Tardó en ponerse bonita, no  porque necesitara mucho para hacerlo sino porque se mimó como nadie lo había hecho y pueden pensar mal los lectores y ser felices por nuestra nueva Antonia que después de muchos meses de mal sexo, se ha regalado el mejor sexo de su vida, cortesía de ella misma.
De salida, se miró al espejo y le dijo: "Hoy te digo a tí y a todos los hombres que no me han dejado nada: Tú fuiste el último miserable". 

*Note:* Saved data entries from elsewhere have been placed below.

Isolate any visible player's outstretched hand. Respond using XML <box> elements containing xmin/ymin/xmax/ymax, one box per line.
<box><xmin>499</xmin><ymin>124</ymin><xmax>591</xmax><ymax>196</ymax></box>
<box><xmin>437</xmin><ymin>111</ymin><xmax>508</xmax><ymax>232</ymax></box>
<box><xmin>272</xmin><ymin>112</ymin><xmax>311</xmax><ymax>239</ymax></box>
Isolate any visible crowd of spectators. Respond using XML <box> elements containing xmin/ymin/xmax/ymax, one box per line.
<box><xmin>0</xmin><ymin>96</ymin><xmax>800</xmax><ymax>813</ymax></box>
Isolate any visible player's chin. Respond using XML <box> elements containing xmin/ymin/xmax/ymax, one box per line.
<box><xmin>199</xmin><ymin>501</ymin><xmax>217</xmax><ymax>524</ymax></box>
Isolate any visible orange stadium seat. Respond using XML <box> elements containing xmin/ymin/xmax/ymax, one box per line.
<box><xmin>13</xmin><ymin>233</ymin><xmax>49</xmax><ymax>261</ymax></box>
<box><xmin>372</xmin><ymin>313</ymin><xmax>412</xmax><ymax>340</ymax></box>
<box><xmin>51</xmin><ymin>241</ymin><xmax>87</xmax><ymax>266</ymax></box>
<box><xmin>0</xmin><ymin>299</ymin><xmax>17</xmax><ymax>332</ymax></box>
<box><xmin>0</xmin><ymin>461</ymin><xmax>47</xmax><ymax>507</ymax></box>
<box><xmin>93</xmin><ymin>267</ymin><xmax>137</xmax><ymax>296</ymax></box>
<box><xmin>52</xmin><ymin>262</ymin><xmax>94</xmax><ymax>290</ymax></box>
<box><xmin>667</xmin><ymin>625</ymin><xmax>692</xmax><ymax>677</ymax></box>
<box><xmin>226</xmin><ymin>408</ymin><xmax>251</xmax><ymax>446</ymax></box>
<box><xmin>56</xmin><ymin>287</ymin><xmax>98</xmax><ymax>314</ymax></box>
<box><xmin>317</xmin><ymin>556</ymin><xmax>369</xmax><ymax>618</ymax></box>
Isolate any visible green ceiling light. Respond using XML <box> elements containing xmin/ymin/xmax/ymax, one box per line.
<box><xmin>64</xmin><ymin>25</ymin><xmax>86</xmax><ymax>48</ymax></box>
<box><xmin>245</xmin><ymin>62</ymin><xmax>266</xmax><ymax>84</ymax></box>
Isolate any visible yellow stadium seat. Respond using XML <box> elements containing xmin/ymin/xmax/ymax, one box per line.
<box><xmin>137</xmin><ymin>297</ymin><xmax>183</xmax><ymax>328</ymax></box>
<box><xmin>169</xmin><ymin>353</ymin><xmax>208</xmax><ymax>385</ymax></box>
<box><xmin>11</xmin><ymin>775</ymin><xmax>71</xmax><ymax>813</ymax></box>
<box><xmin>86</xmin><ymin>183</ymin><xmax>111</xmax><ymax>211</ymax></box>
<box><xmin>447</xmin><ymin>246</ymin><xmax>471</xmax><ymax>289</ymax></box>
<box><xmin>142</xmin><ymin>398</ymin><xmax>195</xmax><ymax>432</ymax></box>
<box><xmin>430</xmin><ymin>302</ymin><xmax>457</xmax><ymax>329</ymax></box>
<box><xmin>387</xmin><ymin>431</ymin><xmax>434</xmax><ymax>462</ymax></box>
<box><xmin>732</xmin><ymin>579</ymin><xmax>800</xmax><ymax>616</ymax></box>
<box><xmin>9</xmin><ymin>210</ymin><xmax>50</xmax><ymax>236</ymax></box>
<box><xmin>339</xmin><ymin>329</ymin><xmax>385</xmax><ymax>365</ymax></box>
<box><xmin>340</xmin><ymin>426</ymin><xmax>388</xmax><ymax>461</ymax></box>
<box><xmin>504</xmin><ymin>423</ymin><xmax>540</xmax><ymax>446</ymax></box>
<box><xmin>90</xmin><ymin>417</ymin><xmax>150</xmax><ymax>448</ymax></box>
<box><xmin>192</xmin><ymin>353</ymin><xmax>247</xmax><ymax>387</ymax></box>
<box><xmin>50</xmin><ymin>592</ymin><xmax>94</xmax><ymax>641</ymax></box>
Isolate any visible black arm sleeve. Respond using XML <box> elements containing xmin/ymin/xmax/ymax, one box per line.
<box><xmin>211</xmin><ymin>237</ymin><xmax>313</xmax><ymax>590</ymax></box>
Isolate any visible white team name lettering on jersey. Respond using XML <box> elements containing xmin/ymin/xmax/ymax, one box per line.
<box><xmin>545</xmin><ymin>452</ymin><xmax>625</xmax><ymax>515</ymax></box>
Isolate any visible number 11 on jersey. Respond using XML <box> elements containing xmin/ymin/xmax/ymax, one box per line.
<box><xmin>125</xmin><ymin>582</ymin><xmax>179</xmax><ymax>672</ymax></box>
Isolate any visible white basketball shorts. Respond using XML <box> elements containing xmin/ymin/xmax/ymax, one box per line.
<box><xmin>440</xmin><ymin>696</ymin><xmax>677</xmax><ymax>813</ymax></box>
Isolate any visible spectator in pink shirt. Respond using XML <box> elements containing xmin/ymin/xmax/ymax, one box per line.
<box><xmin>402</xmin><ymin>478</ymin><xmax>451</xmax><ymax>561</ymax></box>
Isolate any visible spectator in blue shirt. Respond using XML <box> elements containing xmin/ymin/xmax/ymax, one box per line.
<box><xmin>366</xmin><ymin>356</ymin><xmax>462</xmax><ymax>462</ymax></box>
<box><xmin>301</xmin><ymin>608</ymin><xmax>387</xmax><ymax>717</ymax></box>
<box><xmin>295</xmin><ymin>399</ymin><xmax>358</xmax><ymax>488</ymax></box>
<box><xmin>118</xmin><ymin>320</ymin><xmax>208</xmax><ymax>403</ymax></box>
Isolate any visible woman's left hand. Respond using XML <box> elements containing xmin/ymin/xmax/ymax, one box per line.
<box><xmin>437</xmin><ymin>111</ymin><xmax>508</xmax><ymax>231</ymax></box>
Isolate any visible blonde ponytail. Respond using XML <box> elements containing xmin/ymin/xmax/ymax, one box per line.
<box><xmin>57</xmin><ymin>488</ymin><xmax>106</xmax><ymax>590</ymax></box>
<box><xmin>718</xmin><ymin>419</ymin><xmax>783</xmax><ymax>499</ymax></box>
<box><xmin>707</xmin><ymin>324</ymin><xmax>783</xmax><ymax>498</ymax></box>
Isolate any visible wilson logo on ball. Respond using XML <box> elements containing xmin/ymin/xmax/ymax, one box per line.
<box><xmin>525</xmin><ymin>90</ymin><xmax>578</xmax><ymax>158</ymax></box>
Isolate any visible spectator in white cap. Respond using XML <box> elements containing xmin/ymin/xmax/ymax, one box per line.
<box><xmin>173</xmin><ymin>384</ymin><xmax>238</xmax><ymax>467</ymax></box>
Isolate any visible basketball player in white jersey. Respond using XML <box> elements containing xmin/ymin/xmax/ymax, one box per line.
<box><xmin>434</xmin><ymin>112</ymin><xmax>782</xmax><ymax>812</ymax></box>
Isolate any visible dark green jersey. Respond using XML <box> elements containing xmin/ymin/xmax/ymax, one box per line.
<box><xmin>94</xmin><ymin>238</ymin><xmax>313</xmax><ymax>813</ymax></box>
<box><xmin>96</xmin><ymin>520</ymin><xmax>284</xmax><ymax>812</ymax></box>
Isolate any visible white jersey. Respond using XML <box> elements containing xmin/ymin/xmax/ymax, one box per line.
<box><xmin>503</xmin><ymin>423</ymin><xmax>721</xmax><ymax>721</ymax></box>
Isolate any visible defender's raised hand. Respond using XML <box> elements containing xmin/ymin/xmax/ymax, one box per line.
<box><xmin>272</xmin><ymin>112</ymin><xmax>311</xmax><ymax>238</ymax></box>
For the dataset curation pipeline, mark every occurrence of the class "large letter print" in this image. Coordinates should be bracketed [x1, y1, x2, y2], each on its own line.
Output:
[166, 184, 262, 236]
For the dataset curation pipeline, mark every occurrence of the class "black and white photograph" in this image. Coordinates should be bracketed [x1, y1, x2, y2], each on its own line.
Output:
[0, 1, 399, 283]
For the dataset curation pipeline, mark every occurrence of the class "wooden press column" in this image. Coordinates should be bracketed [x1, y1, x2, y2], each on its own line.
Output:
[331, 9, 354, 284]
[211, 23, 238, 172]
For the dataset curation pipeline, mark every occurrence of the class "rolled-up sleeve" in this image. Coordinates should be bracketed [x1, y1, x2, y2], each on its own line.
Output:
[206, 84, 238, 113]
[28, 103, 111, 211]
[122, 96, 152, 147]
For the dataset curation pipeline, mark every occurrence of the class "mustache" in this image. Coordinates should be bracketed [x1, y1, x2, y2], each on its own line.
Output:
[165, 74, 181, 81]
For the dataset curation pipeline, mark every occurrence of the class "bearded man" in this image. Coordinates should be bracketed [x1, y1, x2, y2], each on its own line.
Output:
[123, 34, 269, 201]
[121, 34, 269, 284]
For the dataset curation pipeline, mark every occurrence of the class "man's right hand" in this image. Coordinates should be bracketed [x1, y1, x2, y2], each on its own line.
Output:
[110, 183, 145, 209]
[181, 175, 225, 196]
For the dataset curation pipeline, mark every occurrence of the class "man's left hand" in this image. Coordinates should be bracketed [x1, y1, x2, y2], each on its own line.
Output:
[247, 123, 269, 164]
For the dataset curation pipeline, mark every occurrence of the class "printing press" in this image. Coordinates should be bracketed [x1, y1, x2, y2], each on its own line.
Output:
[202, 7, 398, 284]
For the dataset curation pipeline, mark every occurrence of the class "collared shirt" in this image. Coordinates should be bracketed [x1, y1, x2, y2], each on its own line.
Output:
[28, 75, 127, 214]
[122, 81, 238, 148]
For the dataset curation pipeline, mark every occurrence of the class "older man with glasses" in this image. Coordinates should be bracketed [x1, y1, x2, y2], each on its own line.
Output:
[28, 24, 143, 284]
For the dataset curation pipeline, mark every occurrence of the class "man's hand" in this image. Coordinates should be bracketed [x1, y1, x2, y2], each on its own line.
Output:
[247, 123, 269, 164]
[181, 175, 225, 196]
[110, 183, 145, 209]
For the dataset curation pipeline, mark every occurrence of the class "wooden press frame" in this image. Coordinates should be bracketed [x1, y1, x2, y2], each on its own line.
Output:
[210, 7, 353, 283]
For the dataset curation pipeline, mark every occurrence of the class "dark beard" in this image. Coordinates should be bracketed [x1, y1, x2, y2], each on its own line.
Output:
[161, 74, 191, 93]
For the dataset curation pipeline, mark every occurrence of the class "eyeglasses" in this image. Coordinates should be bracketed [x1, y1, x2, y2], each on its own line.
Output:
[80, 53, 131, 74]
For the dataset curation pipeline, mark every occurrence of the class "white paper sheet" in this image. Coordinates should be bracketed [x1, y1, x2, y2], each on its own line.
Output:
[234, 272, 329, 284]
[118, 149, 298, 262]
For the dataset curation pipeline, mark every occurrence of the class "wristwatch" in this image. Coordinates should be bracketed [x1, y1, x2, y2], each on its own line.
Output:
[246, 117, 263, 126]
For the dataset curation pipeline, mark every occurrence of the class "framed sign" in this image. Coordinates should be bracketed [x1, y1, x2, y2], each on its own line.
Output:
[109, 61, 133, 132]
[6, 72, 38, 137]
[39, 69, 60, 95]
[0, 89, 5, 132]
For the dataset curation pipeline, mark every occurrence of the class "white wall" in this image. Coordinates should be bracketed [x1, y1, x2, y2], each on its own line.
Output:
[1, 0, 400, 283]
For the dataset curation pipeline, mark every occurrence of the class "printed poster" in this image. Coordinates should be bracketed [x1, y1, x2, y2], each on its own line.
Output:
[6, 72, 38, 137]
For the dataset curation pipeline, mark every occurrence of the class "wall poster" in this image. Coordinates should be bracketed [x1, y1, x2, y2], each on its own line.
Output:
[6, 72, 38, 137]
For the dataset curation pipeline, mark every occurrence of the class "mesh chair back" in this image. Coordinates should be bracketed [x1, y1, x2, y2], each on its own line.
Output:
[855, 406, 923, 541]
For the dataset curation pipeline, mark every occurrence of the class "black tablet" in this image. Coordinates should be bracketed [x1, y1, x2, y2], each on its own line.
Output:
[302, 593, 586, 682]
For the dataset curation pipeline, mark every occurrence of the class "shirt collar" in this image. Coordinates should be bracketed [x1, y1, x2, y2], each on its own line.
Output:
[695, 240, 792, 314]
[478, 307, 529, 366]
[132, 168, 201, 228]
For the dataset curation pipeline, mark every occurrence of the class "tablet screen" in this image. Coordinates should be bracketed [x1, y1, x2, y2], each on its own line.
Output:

No supo nunca nada más de él, porque, claro, el tipo no volvió a aparecer, pero a ella ya no le importó.  
Vivió lo normal, lo que vive una persona sana en Colombia y su vida no fue una sucesión de fuegos artificiales pero fue más liviana, menos injusta y bastante feliz.  
Antonia no tuvo hijos y aunque los hubiera tenido, jamás les habría hablado de "los miserables" porque el mismo día que se dijo eso frente al espejo, los había olvidado.